Short ways, decreased interim storage and optimised material flow are distinctive of the entire production layout of hameln pharma.
One more characteristic feature of this flexible facility is that the configuration of the new filling systems is no longer linear but U-shaped, as a result of which it can be operated with 33% less staff than the existing sterile plant. Cleaning and sterilisation of equipment and filters is automated to increase efficiency and also process security. State-of-the-art RABS (restricted access barrier system) technology has also been implemented throughout the bottling facilities.
To maximise transparency, glass walls have been used generously (70% of all interior walls). This also helps in audits which are quite frequent in the contract manufacturing sector and in turn improves drug safety.
Construction work at operating level is being supplemented with projects to improve the value stream and boost efficiency. For instance, set-up time optimisation projects help to significantly improve general processing times, as is systematic management using the 5-S method.

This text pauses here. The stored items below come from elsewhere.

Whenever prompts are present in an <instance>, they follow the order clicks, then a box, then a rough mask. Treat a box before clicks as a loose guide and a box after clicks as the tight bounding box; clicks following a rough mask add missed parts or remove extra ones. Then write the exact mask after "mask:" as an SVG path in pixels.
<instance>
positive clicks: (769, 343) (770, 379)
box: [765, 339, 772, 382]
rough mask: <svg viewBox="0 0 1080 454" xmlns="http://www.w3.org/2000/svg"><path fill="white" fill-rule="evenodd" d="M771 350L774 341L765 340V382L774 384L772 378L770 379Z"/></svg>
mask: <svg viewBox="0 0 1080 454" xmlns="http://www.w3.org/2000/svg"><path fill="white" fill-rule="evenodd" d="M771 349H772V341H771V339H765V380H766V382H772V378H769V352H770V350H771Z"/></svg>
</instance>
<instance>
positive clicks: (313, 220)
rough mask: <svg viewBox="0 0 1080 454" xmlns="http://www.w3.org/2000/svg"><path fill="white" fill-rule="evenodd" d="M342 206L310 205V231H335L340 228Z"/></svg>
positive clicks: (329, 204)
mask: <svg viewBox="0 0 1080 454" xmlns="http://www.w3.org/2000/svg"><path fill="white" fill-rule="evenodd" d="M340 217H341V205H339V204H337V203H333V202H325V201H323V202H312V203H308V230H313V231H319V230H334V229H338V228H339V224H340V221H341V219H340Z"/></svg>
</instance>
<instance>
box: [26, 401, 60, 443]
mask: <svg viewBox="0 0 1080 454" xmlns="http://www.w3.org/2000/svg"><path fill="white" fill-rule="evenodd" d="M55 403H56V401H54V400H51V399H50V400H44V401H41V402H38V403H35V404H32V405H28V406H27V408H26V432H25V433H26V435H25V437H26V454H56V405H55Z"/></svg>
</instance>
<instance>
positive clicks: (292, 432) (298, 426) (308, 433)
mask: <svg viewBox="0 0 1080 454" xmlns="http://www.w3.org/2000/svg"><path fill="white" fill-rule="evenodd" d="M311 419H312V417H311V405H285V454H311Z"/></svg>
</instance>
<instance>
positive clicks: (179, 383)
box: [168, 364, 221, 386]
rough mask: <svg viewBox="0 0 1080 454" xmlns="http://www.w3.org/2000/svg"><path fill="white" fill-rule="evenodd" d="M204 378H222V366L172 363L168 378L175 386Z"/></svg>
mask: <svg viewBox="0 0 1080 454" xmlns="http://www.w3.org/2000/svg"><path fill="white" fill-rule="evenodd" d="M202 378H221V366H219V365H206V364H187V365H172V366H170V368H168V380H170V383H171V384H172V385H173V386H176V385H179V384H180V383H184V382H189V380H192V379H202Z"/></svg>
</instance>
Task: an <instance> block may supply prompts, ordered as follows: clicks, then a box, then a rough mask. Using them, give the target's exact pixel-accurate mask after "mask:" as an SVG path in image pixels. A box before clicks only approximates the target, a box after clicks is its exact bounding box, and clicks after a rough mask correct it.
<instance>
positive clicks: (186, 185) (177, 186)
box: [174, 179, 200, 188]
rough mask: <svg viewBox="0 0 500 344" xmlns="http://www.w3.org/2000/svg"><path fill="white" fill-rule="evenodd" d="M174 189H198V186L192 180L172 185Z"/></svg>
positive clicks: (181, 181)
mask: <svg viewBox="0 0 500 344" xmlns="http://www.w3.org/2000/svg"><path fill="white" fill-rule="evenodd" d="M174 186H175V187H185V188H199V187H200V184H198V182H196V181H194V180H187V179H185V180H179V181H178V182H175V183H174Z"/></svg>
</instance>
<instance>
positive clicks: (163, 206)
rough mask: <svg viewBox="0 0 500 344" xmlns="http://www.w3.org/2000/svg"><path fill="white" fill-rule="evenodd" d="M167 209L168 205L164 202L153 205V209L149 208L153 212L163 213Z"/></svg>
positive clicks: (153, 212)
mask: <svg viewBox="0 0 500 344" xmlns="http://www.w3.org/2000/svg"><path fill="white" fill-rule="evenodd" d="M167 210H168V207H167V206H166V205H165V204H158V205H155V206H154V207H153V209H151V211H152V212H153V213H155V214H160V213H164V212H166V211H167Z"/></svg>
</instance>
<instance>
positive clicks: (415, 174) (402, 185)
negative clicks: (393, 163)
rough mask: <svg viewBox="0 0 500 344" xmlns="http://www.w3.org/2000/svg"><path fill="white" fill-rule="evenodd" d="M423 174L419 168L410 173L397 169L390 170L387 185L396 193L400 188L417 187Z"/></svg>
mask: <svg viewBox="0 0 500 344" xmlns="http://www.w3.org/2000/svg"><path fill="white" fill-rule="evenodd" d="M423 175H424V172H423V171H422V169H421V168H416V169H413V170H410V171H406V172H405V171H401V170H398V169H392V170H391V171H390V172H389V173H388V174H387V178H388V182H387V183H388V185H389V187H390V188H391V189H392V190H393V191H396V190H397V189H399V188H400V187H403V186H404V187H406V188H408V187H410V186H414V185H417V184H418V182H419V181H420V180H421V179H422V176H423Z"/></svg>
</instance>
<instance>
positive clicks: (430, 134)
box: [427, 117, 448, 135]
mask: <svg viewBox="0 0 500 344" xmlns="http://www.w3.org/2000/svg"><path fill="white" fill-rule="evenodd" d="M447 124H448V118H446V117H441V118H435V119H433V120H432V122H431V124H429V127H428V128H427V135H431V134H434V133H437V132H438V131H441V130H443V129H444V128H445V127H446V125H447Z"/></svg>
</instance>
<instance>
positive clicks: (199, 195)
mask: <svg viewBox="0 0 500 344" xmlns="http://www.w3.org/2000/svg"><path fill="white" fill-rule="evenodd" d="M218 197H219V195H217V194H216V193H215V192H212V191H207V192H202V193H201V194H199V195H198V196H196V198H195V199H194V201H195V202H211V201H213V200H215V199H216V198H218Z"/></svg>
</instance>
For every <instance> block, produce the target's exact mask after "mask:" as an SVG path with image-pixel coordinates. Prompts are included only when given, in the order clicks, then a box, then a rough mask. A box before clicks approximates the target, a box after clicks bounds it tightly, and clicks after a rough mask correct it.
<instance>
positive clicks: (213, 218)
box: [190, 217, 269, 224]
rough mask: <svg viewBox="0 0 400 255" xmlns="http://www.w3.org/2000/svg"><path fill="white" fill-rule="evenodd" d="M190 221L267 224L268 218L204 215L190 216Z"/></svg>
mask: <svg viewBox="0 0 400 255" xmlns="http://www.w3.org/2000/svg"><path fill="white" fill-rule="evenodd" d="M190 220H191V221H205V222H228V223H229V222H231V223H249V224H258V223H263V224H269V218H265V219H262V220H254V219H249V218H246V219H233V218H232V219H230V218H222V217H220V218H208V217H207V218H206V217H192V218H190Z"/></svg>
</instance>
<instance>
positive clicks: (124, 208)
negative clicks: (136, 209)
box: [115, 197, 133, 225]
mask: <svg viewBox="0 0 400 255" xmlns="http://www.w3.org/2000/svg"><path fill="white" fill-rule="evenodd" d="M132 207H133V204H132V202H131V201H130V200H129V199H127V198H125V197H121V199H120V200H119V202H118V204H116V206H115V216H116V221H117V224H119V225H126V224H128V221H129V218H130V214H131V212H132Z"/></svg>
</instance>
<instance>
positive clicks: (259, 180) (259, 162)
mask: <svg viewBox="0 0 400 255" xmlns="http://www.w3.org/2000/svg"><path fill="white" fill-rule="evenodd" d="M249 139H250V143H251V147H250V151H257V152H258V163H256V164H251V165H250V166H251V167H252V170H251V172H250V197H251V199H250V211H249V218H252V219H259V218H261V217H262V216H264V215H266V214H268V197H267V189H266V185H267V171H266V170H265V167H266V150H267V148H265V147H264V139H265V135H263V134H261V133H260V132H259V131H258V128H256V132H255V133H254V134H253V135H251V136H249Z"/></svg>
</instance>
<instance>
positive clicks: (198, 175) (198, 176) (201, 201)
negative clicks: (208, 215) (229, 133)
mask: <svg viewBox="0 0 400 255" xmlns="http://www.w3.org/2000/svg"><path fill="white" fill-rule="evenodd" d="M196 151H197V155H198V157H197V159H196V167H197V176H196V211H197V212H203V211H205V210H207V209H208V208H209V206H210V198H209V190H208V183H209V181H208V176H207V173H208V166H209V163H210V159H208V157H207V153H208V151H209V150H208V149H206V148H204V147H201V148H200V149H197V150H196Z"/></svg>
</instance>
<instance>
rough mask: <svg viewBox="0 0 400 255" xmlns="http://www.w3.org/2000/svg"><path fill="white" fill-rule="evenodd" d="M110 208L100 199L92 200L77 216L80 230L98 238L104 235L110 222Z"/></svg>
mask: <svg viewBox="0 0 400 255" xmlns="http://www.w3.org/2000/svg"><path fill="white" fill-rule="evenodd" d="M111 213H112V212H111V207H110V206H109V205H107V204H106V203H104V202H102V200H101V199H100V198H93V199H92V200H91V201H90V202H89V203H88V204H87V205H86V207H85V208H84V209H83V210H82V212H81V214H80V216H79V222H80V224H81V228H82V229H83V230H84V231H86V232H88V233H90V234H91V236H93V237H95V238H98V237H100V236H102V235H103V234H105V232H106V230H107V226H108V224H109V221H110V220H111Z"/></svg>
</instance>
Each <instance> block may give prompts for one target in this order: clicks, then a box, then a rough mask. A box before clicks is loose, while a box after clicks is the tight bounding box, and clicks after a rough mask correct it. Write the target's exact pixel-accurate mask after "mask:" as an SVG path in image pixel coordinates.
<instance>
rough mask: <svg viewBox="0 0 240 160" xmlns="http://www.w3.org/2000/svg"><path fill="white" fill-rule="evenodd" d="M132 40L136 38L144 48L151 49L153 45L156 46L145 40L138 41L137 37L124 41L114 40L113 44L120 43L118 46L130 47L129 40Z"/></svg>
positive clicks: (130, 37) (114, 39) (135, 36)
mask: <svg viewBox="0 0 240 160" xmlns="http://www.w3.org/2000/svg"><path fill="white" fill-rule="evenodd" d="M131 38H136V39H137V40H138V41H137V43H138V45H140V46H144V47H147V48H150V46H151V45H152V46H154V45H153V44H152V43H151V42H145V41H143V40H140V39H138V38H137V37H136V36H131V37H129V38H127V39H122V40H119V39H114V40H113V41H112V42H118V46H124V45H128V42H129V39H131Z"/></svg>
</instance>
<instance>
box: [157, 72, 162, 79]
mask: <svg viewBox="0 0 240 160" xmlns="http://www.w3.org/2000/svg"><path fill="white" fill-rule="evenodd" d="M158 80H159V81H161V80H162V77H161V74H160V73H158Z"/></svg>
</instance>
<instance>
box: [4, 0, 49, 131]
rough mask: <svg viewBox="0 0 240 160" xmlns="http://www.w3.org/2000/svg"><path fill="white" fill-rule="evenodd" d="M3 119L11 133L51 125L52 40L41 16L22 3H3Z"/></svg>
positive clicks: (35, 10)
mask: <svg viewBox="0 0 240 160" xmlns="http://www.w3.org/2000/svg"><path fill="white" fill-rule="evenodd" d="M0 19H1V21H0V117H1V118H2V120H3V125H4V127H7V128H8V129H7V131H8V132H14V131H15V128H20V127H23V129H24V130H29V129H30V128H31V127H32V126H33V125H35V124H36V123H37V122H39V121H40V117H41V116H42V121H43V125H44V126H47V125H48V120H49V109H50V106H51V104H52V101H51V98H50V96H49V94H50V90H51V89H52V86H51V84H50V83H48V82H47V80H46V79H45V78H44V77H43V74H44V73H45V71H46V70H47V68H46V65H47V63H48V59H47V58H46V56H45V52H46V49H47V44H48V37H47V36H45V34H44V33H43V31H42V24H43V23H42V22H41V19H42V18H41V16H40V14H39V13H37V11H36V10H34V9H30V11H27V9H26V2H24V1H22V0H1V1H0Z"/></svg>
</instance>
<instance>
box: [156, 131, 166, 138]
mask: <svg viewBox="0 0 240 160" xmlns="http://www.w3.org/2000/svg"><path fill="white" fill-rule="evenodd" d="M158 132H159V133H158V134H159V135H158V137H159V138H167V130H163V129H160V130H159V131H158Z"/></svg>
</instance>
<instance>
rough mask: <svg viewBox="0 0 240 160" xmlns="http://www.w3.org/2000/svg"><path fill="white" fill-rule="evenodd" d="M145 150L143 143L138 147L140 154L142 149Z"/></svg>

The 5-S method warrants safe, clean workplaces and avoids the unnecessary wasting of time searching for equipment and tools. It helps in detecting defects and maintenance needs at an early stage and therefore prevents outages.
The hameln pharma sterile production plant has an enhanced supply of high purity elements such as. sterile air, ultra-pure steam and water for injections. The plant can produce 5,000l of HPW (highly purified water) within one hour.
About 2.6t of ultra-pure steam is produced from this every hour for sterilising production batch and filtrate containers, the filling lines, autoclaves and all the machine parts in direct contact with the product. More than 3,000l of HPW is processed every hour for water for injections (WfI) via distillation.
Four independent air filtration units are integrated into the new sterile production facility of hameln pharma. They produce a total air output of 180,000 cubic metre / hour to supply sterile air to the 4,000m² large cleanroom.
A directly accessible pharmaceutical cleanroom ceiling monitors and maintains all the air filtration facilities.
Taking future development of the building into consideration, the sterile production facility is designed so it can be easily adapted to future requirements in terms of space and technology. The hameln pharma plant is flexible to the adoption of new technologies and expansions in four dimensions. Further expansions will include the second phase of construction, which is expected to start in 2011.